Il trattamento della frazione organica dei rifiuti solidi urbani
(detta anche "frazione umida") mediante compostaggio presenta
aspetti estremamente positivi. Materiali quali gli avanzi alimentari,
gli scarti di cucina, gli sfalci erbosi, i rifiuti delle mense,
dei ristoranti, ecc. sono ricchi d'acqua e velocemente putrescibili.

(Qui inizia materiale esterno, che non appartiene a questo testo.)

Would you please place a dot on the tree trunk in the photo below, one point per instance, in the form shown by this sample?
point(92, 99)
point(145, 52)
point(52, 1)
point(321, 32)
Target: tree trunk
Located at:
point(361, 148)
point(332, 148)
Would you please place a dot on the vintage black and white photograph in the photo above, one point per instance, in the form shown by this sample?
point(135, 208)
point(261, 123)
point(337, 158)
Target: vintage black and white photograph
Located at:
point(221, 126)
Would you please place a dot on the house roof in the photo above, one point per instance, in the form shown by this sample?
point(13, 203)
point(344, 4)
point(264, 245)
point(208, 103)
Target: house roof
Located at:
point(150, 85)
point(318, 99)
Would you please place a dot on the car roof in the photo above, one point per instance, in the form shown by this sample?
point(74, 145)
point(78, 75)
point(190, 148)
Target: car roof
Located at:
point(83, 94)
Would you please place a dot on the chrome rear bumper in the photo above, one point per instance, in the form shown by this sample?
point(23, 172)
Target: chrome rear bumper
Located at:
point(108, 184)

Non sono quindi adatti al recupero di energia mediante incenerimento,
perché del calore deve essere sprecato per evaporare l'acqua invece
che per produrre elettricità. In discarica i materiali organici
umidi sono poi fonte di grosse problematiche ambientali, quali
la produzione di metano e la possibile contaminazione di falde
acquifere con percolati contaminati. Viceversa la produzione di
compost e il suo impiego in agricoltura rappresenta la chiusura
del ciclo ambientale interrotto dall' urbanizzazione, dallo spopolamento
delle campagne, dall'adozione di pratiche agricole intensive basate
sull'utilizzo di fertilizzanti inorganici al posto del concime
di una volta. Il materiale organico, allontanato dai campi per
arrivare ai nostri supermercati, torna al luogo di origine sotto
forma di compost, ossia sostanza adatta a mantenere la fertilità,
prevenire l'erosione dei suoli, diminuire il dilavamento dei fertilizzanti
inorganici, ostacolare l'insorgenza di microrganismi patogeni
per le piante, tanto per citare alcuni degli aspetti positivi
riscontrati nell' applicazione del compost.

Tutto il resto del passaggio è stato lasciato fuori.